If it isn’t clear if she has a psychiatric condition, then it isn’t clear if hospitalization would help.

So what actually happened?

The outreach workers working with me wanted to send her to the hospital for evaluation and treatment. I wasn’t confident that she would actually be hospitalized. If I was working in an psychiatric emergency room, I probably would have released her. Her presentation did not seem to meet a minimum threshold for dangerousness, though she did not appear well.

The snow continued to fall. No one said anything. I excused myself to step away and consider the options.

I was worried about her. She had reported that she had been homeless for decades in New York; this wasn’t the first major snowstorm to hit the area. However, she was now older and just because she survived past snowstorms did not mean that she would survive this one. Furthermore, other individuals with comparable experience with homelessness had abandoned their campsites that morning—why hadn’t she?

In New York State, two physicians are required to detain a person against her will. If I began the process in the street, the emergency room psychiatrist could either complete the process or reject my proposal and release the individual.

With reluctance, I ultimately began the process for involuntary commitment. I was not convinced that she needed hospitalization, though I knew that the process would take several hours.
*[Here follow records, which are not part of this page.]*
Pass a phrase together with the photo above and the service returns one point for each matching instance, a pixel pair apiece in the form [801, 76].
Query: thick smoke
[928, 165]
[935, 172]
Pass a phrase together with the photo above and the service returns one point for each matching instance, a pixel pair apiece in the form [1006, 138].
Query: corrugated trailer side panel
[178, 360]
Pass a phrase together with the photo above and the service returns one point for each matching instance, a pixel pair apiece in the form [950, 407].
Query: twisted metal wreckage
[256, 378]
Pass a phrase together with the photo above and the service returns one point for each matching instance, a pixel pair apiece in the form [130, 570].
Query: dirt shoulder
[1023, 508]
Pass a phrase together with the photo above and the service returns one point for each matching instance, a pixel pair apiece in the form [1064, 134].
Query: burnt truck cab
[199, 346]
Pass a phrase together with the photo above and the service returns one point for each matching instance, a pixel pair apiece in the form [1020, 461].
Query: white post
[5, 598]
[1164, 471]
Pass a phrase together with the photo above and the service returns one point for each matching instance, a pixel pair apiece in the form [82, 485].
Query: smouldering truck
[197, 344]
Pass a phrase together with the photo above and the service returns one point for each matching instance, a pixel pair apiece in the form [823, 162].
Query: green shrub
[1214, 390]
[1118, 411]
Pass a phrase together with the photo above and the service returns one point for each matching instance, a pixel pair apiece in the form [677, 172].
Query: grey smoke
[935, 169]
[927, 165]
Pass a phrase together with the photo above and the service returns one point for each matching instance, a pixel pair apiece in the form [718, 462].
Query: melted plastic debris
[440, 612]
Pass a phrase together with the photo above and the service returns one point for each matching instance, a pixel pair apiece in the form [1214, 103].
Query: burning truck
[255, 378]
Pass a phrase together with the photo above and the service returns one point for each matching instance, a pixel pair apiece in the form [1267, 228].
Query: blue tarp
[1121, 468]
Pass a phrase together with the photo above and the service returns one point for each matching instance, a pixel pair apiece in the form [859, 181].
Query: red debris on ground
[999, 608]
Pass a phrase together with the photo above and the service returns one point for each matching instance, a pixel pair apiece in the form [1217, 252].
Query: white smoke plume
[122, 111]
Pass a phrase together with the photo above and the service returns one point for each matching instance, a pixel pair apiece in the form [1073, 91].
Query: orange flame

Hopefully, the snow storm would blow through in that time.

She wasn’t pleased when the ambulance arrived (“I’m fine… I’m fine…”), though she did not resist the paramedics. I sat in the back of the ambulance with her. She was shivering. Neither one of us said anything; what could we talk about?

“So… what do you think of this weather we’re having?”

Upon arrival at the emergency room, I gave a brief report and the commitment paperwork to the psychiatrist on duty. The psychiatrist commented that he had never seen her before, which did not surprise me: Sometimes the most vulnerable and ill individuals never interact with the health care system.

“From what you’re telling me, I don’t think we’re going to detain her,” the emergency room psychiatrist said.

“I understand.”

A guard and a nurse asked her to empty out her pockets and remove her parka. She did not balk. Though I knew she was thin, I was taken aback with just how slender her frame was.

The snowstorm blew through. Close to eight inches collected on the ground. The rare pedestrian dashed across the empty streets through the blurry grey air.

I got a phone call as the storm was ending.

“We’re not going to hospitalize her; there’s not enough.”

“That’s fine. Thanks for letting me know.”

The next time I saw her she was standing on a corner, her hands in the pockets of that same parka. When I greeted her, she turned around and walked away quickly. She spurned my greetings for nearly three months.

I understood and could not blame her.

Only after three months did she finally agree to talk with me. One brisk morning, while she was still tucked under the plastic bags filled with paper, she finally told me her story. She probably demonstrated significant psychiatric symptoms in the past (and was probably diagnosed with schizophrenia), though she experienced less symptoms now. She still didn’t want housing because she believed that she didn’t deserve housing.

I left New York and she remained. I still think about her occasionally and wonder if she is still alive.